Abstract
Protein complexes can be computationally identified from protein-interaction networks with community detection methods, suggesting new multi-protein assemblies. Most community detection algorithms tend to be un- or semi-supervised and assume that communities are dense network subgraphs, which is not always true, as protein complexes can exhibit diverse network topologies. The few existing supervised machine learning methods are serial and can potentially be improved in terms of accuracy and scalability by using better-suited machine learning models and by using parallel algorithms, respectively. Here, we present Super.Complex, a distributed supervised machine learning pipeline for community detection in networks. Super.Complex learns a community fitness function from known communities using an AutoML method and applies this fitness function to detect new communities. A heuristic local search algorithm finds maximally scoring communities with epsilon-greedy and pseudo-metropolis criteria, and an embarrassingly parallel implementation can be run on a computer cluster for scaling to large networks. In order to evaluate Super.Complex, we propose three new measures for the still outstanding issue of comparing sets of learned and known communities. On a yeast protein-interaction network, Super.Complex outperforms 6 other supervised and 4 unsupervised methods. Application of Super.Complex to a human protein-interaction network with ~8k nodes and ~60k edges yields 1,028 protein complexes, with 234 complexes linked to SARS-CoV-2, with 111 uncharacterized proteins present in 103 learned complexes. Super.Complex is generalizable and can be used in different applications of community detection, with the ability to improve results by incorporating domain-specific features. Learned community characteristics can also be transferred from existing applications to detect communities in a new application with no known communities. Code and interactive visualizations of learned human protein complexes are freely available at: https://sites.google.com/view/supercomplex/super-complex-v3-0.

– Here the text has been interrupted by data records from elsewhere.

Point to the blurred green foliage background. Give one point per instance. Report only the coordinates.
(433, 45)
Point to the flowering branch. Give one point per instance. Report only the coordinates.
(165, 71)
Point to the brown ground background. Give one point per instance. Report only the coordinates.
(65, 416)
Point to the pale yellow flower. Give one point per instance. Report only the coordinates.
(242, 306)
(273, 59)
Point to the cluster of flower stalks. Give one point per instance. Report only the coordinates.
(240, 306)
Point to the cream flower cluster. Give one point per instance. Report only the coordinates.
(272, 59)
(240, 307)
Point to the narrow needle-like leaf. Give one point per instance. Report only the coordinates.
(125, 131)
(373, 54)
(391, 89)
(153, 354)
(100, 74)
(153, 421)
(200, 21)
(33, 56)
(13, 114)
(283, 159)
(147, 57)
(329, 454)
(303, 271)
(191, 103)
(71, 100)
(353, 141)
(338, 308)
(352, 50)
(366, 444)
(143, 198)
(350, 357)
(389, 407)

Author summary Characterization of protein complexes, i.e. sets of proteins assembling into a single larger physical entity, is important, as such assemblies play many essential roles in cells, ranging from gene regulation (as for the elaborate multiprotein complexes of mRNA transcription and elongation) to establishing the major structural elements of cells (as for key cytoskeletal protein complexes, such as microtubules and their trafficking proteins). Disruption of protein-protein interactions often leads to disease, therefore identifying a complete list of protein complexes allows us to better understand the association of protein and disease. From networks of protein-protein interactions, potential protein complexes can be identified computationally through the application of community detection methods, which flag groups of entities interacting with each other in certain patterns. In this work, we present Super.Complex, a generalizable and scalable supervised machine learning-based community detection algorithm that outperforms existing methods by accurately learning and using patterns from known communities. We propose 3 novel evaluation measures to compare learned and known communities, an outstanding issue. We use Super.Complex to identify 1028 human protein complexes, including 234 complexes linked to SARS-CoV-2, the virus causing COVID-19, and 103 complexes containing 111 uncharacterized proteins.
Competing Interest Statement
The authors have declared no competing interest.